Pay off easy debt first.
It’s rare to have permission to postpone difficulty. But with paying off debt, O says, do it. Most people assume it’s smarter to try to pay off the credit card with the heftiest balance and interest rate. But prioritizing that big balance card can block progress.
“You are not freeing up any cash flow to put towards your true financial objectives,” she says.
Paying off smaller debts first—while always paying all minimums—gives you more cash than tackling bigger balances.
Save a little at a time.
O says many people have the good intention to stow away a large chunk of each paycheck, but inevitably end up transferring it back to checking, bit by bit.
“Each time you do that, you’re reemphasizing to yourself, I’m bad with money,” she says. “That little euphoria of moving over that $800 lasts a second, and then you just slowly stab yourself to death as you pull more money out of it .”
She says to start with a doable number, however small. “Yes, it’s a lower dollar amount, that’s for sure, but unless your kid needs to get a staple removed from his eye, you’re not touching that money,” she said.

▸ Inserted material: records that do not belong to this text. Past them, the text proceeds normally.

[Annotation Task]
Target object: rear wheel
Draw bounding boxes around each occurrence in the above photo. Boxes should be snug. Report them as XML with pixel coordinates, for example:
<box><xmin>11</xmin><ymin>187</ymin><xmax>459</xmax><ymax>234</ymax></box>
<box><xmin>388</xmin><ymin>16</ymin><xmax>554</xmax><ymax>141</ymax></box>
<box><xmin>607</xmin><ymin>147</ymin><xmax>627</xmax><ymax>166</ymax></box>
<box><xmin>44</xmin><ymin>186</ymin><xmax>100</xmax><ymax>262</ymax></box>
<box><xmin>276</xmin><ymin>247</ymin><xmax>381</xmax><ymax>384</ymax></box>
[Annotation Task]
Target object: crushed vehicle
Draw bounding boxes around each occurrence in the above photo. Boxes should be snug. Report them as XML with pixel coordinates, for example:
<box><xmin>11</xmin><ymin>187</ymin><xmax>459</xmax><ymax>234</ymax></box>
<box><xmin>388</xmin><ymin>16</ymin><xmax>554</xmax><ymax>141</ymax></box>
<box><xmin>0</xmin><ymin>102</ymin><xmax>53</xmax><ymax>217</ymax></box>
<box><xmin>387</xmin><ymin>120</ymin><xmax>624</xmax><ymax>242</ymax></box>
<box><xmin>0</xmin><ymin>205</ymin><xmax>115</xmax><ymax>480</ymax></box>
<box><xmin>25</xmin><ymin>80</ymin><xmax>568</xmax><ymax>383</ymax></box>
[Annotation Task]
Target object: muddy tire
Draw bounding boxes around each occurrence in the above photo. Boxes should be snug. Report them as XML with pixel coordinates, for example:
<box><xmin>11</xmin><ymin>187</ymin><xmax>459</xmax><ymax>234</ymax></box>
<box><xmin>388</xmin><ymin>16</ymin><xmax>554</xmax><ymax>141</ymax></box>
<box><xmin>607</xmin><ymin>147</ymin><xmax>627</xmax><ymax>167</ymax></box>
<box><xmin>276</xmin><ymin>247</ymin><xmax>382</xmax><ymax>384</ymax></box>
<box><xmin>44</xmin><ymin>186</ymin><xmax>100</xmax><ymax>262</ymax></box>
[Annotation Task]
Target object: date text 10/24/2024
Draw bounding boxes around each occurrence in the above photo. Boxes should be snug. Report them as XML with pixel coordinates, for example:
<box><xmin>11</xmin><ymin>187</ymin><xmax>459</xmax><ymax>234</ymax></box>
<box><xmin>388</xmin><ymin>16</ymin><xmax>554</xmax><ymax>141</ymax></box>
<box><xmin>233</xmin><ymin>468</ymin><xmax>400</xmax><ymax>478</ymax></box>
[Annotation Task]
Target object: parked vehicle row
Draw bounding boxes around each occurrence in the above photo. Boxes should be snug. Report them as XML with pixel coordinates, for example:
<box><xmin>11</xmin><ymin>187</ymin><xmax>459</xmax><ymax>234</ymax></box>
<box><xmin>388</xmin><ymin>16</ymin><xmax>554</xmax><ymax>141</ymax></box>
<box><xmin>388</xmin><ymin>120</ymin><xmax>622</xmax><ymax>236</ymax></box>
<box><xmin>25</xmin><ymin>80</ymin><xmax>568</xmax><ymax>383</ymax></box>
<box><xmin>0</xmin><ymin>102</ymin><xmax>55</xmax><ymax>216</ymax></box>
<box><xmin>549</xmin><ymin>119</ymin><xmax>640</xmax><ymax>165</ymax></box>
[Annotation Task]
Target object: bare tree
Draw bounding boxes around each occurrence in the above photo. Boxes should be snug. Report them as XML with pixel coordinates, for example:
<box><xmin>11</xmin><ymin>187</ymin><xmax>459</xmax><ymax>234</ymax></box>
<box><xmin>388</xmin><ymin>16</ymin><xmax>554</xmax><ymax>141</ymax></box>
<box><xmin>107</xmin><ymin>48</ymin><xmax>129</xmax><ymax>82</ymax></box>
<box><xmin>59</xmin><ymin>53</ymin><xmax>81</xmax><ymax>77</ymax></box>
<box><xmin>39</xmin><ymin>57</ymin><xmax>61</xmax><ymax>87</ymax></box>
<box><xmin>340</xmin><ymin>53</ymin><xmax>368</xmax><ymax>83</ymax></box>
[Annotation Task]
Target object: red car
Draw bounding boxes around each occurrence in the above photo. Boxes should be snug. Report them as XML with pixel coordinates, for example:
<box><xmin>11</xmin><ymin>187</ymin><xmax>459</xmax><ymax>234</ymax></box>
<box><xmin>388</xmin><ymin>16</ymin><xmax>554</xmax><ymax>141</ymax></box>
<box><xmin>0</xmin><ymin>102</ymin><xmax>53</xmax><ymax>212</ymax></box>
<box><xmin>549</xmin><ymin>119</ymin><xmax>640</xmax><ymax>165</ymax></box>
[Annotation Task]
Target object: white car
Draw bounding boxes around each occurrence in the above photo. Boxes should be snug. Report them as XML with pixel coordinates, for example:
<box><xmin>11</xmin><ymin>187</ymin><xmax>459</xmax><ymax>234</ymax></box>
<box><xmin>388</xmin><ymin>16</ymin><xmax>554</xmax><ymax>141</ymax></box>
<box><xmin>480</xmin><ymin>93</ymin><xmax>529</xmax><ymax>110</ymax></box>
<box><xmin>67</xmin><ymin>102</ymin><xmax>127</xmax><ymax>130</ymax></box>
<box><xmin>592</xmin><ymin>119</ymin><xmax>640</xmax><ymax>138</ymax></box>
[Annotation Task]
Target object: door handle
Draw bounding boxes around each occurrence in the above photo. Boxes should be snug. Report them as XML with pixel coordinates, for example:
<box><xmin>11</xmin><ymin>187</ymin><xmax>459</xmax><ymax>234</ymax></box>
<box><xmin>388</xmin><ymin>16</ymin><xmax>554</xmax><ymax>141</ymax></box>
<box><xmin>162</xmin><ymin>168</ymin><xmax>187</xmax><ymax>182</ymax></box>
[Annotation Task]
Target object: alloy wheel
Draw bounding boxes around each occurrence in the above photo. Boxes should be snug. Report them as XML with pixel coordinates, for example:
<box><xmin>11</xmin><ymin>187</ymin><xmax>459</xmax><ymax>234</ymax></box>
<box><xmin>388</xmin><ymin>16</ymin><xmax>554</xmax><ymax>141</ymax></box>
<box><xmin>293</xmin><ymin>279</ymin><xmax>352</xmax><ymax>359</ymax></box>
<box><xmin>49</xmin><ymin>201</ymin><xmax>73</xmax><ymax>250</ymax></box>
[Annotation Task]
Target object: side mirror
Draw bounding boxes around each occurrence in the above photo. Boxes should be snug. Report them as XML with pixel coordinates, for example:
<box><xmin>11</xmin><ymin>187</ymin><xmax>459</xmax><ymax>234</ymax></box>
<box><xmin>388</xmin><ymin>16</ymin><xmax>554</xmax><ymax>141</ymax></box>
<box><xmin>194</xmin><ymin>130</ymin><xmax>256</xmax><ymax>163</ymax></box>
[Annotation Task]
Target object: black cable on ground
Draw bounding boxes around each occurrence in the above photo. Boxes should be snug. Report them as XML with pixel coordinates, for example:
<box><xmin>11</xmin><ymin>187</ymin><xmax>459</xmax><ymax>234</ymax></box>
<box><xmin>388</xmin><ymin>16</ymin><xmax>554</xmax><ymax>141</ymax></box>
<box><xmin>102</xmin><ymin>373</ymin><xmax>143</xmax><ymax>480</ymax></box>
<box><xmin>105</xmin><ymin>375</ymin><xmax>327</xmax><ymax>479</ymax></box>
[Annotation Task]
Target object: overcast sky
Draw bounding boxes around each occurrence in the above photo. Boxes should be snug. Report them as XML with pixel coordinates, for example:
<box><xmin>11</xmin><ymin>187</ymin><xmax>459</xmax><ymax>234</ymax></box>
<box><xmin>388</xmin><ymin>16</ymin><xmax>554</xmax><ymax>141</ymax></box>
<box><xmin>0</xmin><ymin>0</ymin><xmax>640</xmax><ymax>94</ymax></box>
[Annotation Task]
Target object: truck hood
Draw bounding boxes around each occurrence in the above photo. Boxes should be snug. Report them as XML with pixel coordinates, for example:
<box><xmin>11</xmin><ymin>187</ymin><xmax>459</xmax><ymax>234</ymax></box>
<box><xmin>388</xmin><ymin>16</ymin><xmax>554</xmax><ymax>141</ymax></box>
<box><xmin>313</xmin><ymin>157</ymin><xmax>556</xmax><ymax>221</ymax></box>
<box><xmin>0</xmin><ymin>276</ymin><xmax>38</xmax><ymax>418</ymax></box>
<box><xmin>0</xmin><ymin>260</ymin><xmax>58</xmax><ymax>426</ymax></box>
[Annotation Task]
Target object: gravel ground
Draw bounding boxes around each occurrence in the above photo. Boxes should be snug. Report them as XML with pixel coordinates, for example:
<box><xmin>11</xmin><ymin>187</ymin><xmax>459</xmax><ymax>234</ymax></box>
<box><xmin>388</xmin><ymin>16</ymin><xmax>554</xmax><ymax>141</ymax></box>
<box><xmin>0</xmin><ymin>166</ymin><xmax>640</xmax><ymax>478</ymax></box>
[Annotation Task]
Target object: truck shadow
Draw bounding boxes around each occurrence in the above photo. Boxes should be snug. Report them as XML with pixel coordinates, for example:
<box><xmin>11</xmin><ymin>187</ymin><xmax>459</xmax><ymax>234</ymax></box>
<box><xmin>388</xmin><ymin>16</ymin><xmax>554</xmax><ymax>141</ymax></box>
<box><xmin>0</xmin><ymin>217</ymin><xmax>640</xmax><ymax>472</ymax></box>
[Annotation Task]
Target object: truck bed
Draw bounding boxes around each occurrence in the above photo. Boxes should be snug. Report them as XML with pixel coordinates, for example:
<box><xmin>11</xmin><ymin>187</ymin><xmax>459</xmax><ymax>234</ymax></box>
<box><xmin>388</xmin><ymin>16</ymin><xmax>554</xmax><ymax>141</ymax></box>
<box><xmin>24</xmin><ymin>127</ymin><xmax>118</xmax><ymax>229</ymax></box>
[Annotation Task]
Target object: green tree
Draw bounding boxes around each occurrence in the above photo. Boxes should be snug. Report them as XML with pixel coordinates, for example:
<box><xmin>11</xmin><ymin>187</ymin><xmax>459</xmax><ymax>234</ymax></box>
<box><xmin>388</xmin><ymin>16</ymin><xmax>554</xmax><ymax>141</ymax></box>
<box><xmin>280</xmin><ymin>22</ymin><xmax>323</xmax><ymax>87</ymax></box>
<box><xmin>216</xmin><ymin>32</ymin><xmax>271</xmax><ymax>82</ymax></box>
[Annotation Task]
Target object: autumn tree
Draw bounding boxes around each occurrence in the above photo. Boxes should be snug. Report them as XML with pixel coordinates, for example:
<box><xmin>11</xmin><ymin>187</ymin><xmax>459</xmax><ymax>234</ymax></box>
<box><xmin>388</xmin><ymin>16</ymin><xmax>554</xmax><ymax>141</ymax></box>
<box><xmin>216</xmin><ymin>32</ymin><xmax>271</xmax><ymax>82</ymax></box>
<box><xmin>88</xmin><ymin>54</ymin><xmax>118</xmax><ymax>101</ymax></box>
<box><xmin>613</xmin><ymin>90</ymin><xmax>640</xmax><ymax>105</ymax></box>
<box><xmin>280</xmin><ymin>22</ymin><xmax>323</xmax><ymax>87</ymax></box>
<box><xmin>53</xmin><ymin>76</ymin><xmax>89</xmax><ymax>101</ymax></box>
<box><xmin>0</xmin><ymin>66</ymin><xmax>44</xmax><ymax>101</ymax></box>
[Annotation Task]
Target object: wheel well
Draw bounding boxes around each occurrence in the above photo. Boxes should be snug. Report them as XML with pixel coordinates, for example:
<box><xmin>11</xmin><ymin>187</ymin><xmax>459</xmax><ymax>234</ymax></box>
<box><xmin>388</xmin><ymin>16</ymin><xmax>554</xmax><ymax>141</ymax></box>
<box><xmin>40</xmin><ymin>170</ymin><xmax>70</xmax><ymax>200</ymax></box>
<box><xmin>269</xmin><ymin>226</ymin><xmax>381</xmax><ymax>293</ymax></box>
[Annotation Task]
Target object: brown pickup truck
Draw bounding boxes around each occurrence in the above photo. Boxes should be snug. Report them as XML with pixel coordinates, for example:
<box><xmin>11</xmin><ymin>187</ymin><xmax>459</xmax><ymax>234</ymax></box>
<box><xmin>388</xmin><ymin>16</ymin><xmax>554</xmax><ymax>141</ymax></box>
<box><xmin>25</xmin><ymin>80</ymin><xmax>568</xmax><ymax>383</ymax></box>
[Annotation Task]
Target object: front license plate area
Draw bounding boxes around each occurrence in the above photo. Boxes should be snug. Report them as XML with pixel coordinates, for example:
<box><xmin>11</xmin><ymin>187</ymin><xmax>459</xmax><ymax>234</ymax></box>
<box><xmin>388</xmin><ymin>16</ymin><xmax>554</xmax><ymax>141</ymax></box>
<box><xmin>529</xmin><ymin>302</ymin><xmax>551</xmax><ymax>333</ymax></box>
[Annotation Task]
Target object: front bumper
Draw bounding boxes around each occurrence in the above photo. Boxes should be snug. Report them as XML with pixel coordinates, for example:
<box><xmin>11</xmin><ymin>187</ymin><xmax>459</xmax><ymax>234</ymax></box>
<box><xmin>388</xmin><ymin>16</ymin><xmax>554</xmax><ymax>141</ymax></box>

The slim gains fatten your wallet over time and transform your view of what you’re capable of.
401k matching: A common, costly misunderstanding
Certified financial planner Mel O says she often has clients who have never taken advantage of employer matching contributions to 401k retirement plans. One CNBC survey shows that one in four people don’t contribute at all.
O says companies with a matching vesting schedule, where the employee gradually gains full ownership of the employer’s matches over time, trips people up. People assume that if they leave their job before the vesting schedule is up, they will lose their money.
“People think that they’re giving it to the employer, and this is real. This happens all the time,” she says.
She says with employer matching, you always get your initial money back, plus a return.
“Casinos would be bankrupt [operating] like that,” she said. “So for you not to take advantage of your matching, it makes absolutely no sense.”